L’État peine à tirer toutes les conséquences du transfert de compétences dicté par la réforme du territoire, jugent les sages de la Rue Cambon, et “persiste à vouloir conserver une présence et un rôle” dans des domaines comme le réseau routier, le logement ou le tourisme, au lieu de se concentrer sur ses missions régaliennes d’inspection ou de contrôle, souligne la Cour. Le manque de moyens fait que ces missions sont parfois “incomplètement exercées”.
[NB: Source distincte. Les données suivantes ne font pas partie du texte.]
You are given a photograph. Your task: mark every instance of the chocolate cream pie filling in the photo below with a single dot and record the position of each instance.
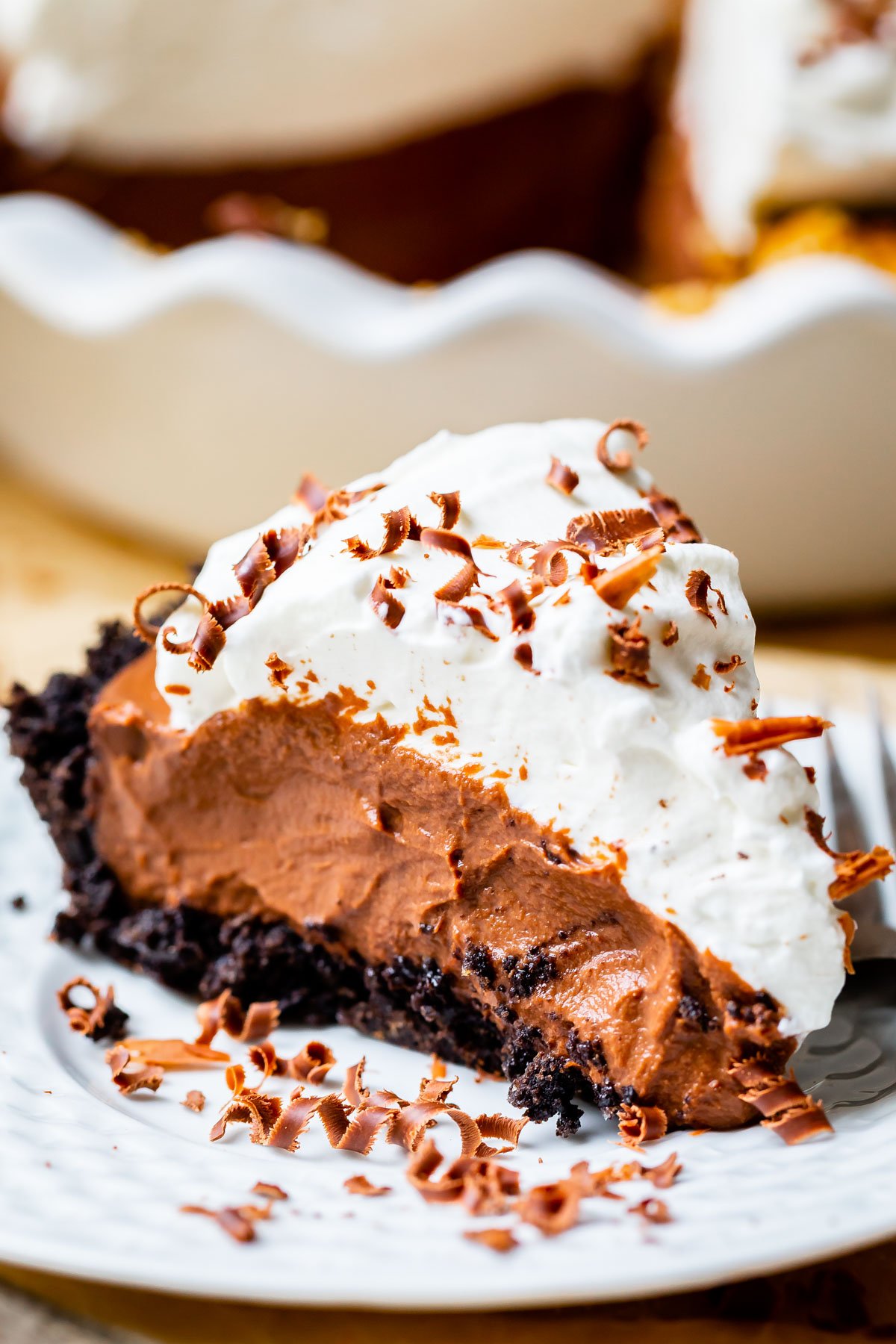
(476, 739)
La publication de ce rapport intervient alors que le gouvernement a justement lancé une réflexion d’ampleur sur les missions du service public, confiée à un “comité Action publique 2022”, composé de 34 experts et dont les conclusions sont attendues d’ici la fin du premier trimestre 2018.

Cesser de vouloir tout faire

“L’exercice des compétences de l’État est demeuré trop confus et ne tire pas toutes les conséquences de la décentralisation de plus en plus de compétences aux collectivités”, résume la Cour. La persistance de “compétences partagées” entre les collectivités et l’État nuit en outre à l’efficacité globale, soulignent les magistrats financiers, qui invitent à “arrêter de fractionner les compétences” pour éviter les doublons.

La Cour préconise une rationalisation et une simplification “indispensable” de l’organisation de ces services déconcentrés qui marquent la présence de l’État dans les régions. Il faut, selon les sages de la Rue Cambon, que l’État cesse “de vouloir tout faire” dans des domaines où les compétences ont été transférées aux collectivités.

Les services doivent par ailleurs être “réorganisés” et la fonction de préfet “redéfinie”, souligne la Cour, qui déplore notamment le maintien d’“implantations multisites” à des centaines de kilomètres de distance dans une même région, ou encore le nombre trop élevé de rectorats.

Faire confiance

Selon les magistrats financiers, la gestion des moyens doit également être revue en profondeur : “La déconcentration des services de l’État suppose qu’on leur fasse confiance pour gérer les moyens humains et financiers mis à leur disposition”. La répartition des effectifs est en particulier “mal adaptée aux évolutions”, par exemple dans l’éducation nationale ou dans le réseau des administrations financières, notent-ils.

La Cour, qui avait déjà planché sur le sujet en 2013, formule une cinquantaine de recommandations susceptibles d’améliorer l’efficacité des services et de dégager des emplois. Elles visent notamment à “tirer le meilleur parti de l’échelon régional” ou à “déconcentrer et fluidifier la gestion des ressources humaines”.

Les lois Maptam (Modernisation de l’action publique) et NOTRe (Nouvelle organisation territoriale de la République) de 2014 et 2015 ont notamment transféré d’importantes compétences aux collectivités – régions, départements, intercommunalités… – dans les domaines économique, social ou des transports.